14.12.2018 | 14:00 Uhr | Dr. Andreas Wolf

Am Beispiel der deutschen Geburtsurkunde erklärt Dr. Wolf, was Breeder Documents sind, wo sie uns begegnen und warum sie für die Sicherheit des internationalen Pass-Systems wichtig sind. Beleuchtet werden auch das steigende Interesse an sicheren Ausgangsdokumenten und weitere Gründe für eine schnelle europaweite Harmonisierung.

Bescheinigt ein Staat heute die Identität seiner Bürger durch den Pass oder den Personalausweis, basieren diese Ausweisdokumente in den meisten Fällen auf Geburtsurkunden. Für diese Ausgangsdokumente, im europäischen Raum als Breeder Documents bezeichnet, brauchen wir ein modernes, sicheres und zeitgemäßes Fundament. An einem europäischen Rahmenwerk dazu wird bereits gearbeitet.

Was sind Breeder Documents?

Wenn Identitäten von Personen überprüft werden, schaffen Breeder Documents ausreichendes Vertrauen.
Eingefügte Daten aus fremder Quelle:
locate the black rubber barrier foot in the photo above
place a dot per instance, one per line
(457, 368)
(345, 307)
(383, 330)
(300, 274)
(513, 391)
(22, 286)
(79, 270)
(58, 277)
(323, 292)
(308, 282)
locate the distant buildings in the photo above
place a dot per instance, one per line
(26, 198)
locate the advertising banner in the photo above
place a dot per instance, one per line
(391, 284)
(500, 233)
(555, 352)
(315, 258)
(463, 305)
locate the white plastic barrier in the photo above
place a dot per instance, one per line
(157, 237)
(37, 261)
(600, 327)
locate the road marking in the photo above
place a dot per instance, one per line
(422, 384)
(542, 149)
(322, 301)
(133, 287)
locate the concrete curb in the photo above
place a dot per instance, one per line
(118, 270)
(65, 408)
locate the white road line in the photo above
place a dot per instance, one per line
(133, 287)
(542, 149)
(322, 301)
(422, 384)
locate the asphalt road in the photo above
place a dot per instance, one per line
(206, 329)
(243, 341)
In den meisten Fällen verwendet man dafür ein Identitätsdokument wie den Pass oder den Personalausweis.

Für ihren ersten Personalausweis weisen Jugendliche hierzulande ihre Identität durch die Geburtsurkunde nach. Sie werden dabei von ihren Eltern begleitet, die sich wiederum ausweisen müssen.
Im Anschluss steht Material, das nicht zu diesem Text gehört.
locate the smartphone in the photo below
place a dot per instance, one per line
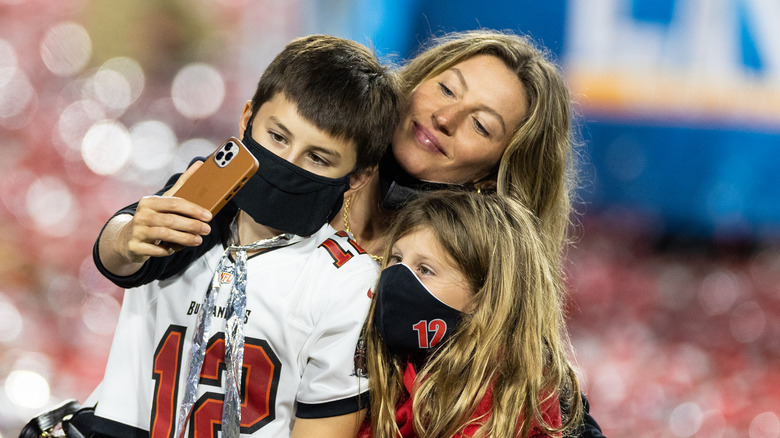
(221, 175)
Auch wenn kein Pass oder Personalausweis vorhanden ist, weil er verloren, gestohlen oder vernichtet wurde und ein neues Dokument ausgestellt werden soll, liefert der Eintrag im Melderegister bzw. die Geburtsurkunde des Antragstellers den Anscheinsbeweis für dessen Identität.

Weitere deutsche Breeder Documents sind beispielsweise Personenstandsurkunden oder Registerauszüge aus Personenstandsregistern wie Heirats-, Lebenspartnerschafts-, Geburts- und Sterbeurkunden oder Abschriften aus der Sammlung der Todeserklärungen.

Identitätsnachweis

Evidence of identity (EOI), sometimes mentioned as breeder documents in a physical representation form, refers to a single or a set of evidence that can be used to provide confidence to the claimed identity. Trust of evidence of identity needs prudential assessment by an authority or a service provider before such evidence of identity can be accepted for identity verification or eligibility evaluation purposes.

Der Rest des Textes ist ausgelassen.